As we previously reported, People for the Ethical Treatment of Animals (PETA) filed a lawsuit in federal court arguing that a monkey can own a copyright in its own work.
US District Court Judge William Orrick declined to grant the monkey a copyright. In fact, he declined to even consider whether the monkey should get a copyright.
David Slater, a nature photographer, visited the Indonesian island of Sulawesi in 2011. A macaque tripped the shutter of Slater’s camera resulting in an image famously known as the “Monkey Selfie.”
Several outlets, including Wikipedia, claim that since a monkey snapped the photo, no one owns the copyright. Slater claims he has a British copyright, and that copyright should be honored around the world. PETA claims the plaintiff monkey, which they’ve given the name “Naruto,” owns the copyright.

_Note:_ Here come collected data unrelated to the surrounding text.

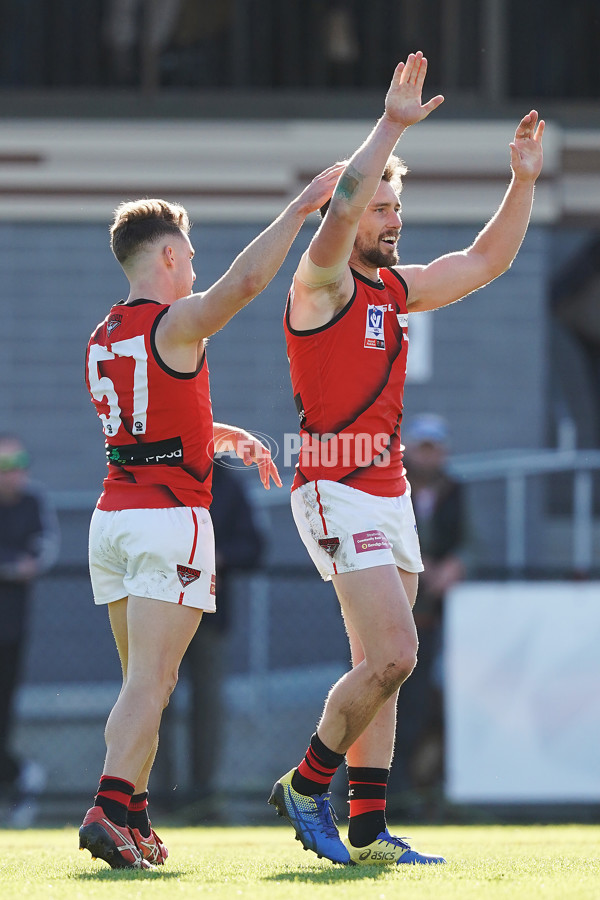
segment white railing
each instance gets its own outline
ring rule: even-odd
[[[551,472],[573,472],[572,567],[593,566],[593,472],[600,470],[600,450],[507,450],[455,456],[451,473],[466,482],[506,483],[506,567],[521,571],[527,562],[528,479]]]

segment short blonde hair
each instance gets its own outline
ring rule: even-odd
[[[189,234],[187,210],[166,200],[126,200],[115,209],[110,248],[121,265],[163,235]]]

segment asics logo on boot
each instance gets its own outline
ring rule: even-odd
[[[396,859],[396,854],[386,850],[363,850],[358,857],[361,861],[365,859]]]

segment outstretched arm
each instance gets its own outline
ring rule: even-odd
[[[409,287],[409,310],[437,309],[460,300],[509,268],[525,237],[534,185],[542,170],[544,121],[531,110],[510,144],[512,178],[500,207],[466,250],[427,266],[400,266]]]
[[[250,243],[209,290],[172,304],[159,325],[161,349],[198,343],[219,331],[269,284],[309,213],[330,197],[343,166],[330,166]]]
[[[311,241],[310,259],[327,268],[347,262],[359,219],[379,187],[385,165],[409,125],[425,119],[443,102],[441,95],[421,103],[427,60],[419,50],[399,63],[385,98],[385,112],[364,144],[346,165],[327,215]]]
[[[444,100],[441,95],[424,105],[421,93],[427,60],[419,50],[396,66],[385,98],[385,112],[342,173],[321,228],[313,238],[310,256],[318,266],[331,266],[350,257],[358,220],[379,187],[381,176],[400,135],[425,119]]]
[[[427,60],[419,51],[399,63],[385,98],[385,112],[347,163],[327,214],[303,255],[294,278],[290,322],[308,329],[325,324],[349,300],[353,280],[348,261],[360,217],[377,191],[402,132],[436,109],[441,95],[422,104]]]

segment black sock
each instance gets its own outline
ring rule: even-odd
[[[127,825],[127,808],[135,790],[135,785],[123,778],[103,775],[98,785],[95,805],[100,806],[104,815],[121,827]]]
[[[306,755],[292,776],[292,787],[299,794],[326,794],[331,779],[344,761],[343,753],[326,747],[315,732]]]
[[[353,847],[372,844],[386,830],[385,801],[389,776],[389,769],[348,766],[348,840]]]
[[[148,817],[148,791],[142,794],[134,794],[129,801],[127,810],[127,824],[130,828],[137,828],[142,837],[150,837],[150,819]]]

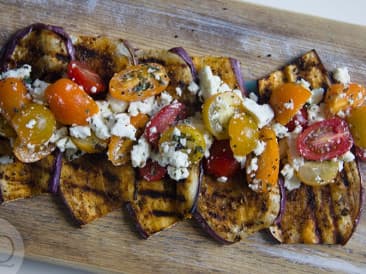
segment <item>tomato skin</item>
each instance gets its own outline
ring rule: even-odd
[[[67,76],[78,85],[81,85],[89,95],[105,91],[102,78],[92,71],[86,64],[71,61],[67,66]]]
[[[240,164],[235,160],[229,140],[215,141],[210,149],[210,156],[204,158],[203,168],[206,174],[215,177],[232,177],[240,170]]]
[[[308,125],[308,112],[306,111],[306,108],[300,109],[292,118],[292,120],[287,123],[286,127],[289,132],[292,132],[298,125],[303,129]]]
[[[87,125],[87,119],[99,111],[97,103],[70,79],[49,85],[45,96],[56,120],[64,125]]]
[[[347,122],[350,125],[353,140],[355,144],[361,148],[366,148],[366,106],[361,106],[351,110],[347,117]]]
[[[182,103],[173,102],[163,107],[147,123],[144,136],[148,142],[157,145],[160,134],[175,122],[184,119],[187,116],[186,107]]]
[[[27,95],[28,91],[22,80],[6,78],[0,81],[0,109],[7,120],[31,102]]]
[[[166,168],[149,159],[144,167],[139,168],[140,177],[148,182],[158,181],[165,177]]]
[[[349,151],[353,139],[346,121],[333,117],[306,128],[299,134],[296,145],[305,159],[323,161]]]
[[[366,149],[355,146],[355,155],[357,159],[360,159],[362,162],[366,162]]]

Slater’s motion to dismiss points out:
The only pertinent fact in this case is that Plaintiff is a monkey suing for copyright infringement… imagining a monkey as the copyright ‘author’ in Title 17 of the United States Code is a farcical journey Dr. Seuss might have written.
if the humans purporting to act on Plaintiff’s behalf wish for copyright to be among the areas of law where non-human animals have standing, they should make that dubious case to Congress — not the federal courts.
The judge agreed, saying
This is an issue for Congress and the president. If they think animals should have the right of copyright they’re free, I think, under the Constitution, to do that.

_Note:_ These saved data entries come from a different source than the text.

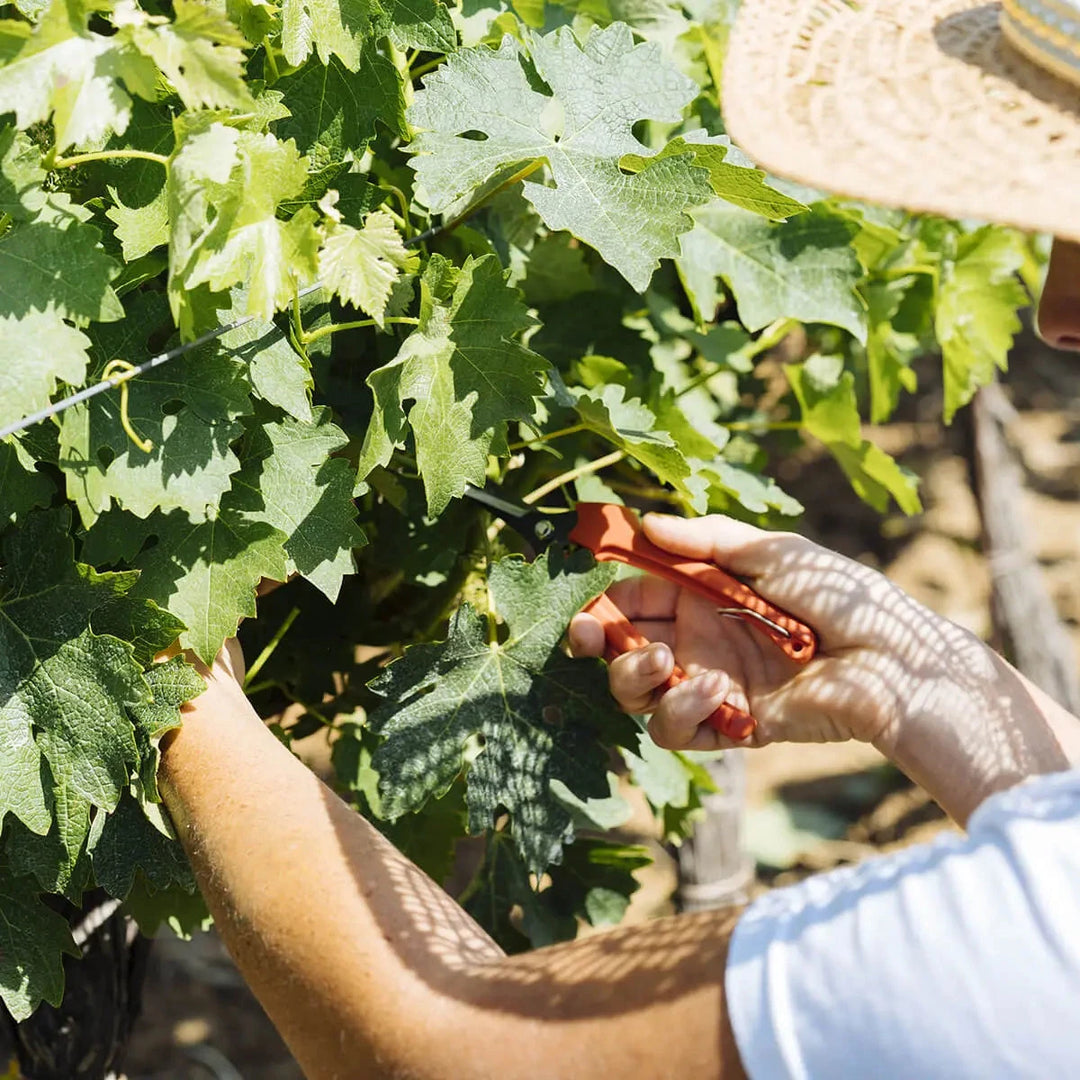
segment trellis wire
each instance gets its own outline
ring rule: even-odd
[[[321,288],[322,283],[317,281],[314,285],[309,285],[306,289],[301,289],[297,295],[307,296]],[[200,334],[194,341],[189,341],[184,345],[177,345],[175,348],[168,349],[163,353],[158,353],[157,356],[151,356],[149,360],[144,360],[141,364],[137,364],[129,371],[113,375],[108,379],[102,379],[101,382],[84,387],[70,397],[61,398],[60,401],[53,402],[47,408],[41,409],[36,413],[31,413],[29,416],[24,416],[14,424],[8,424],[6,427],[0,428],[0,440],[6,439],[9,435],[17,435],[20,431],[25,431],[35,424],[40,424],[42,420],[48,420],[49,417],[56,416],[66,409],[70,409],[73,405],[81,405],[84,401],[89,401],[90,398],[96,397],[106,390],[112,390],[123,382],[127,382],[128,379],[134,379],[139,375],[145,374],[147,371],[151,371],[156,367],[161,367],[162,364],[167,364],[170,360],[176,360],[178,357],[184,356],[194,349],[200,348],[208,341],[213,341],[215,338],[227,334],[230,330],[238,330],[241,326],[246,326],[255,318],[255,315],[245,315],[242,319],[237,319],[235,322],[222,323],[220,326],[215,326],[213,330],[207,330],[205,334]]]

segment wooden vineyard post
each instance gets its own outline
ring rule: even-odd
[[[1031,550],[1023,469],[1006,437],[1015,412],[1001,386],[991,383],[975,395],[968,415],[982,547],[993,579],[994,644],[1036,686],[1078,712],[1076,653]]]
[[[716,791],[702,797],[704,818],[678,849],[680,911],[744,904],[754,864],[743,850],[746,751],[727,750],[706,763]]]

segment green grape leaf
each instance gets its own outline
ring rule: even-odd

Not resolved in this particular ruling is whether Slater owns the copyright, as he claims, or whether the photo is in the public domain — since it was taken by a monkey, and as demonstrated by this decision a monkey can’t hold a copyright.
PETA doesn’t seem to have given up – after the adverse ruling came out, its general counsel, Jeff Kerr, told AP that “the organization will continue fighting for the monkey’s rights.”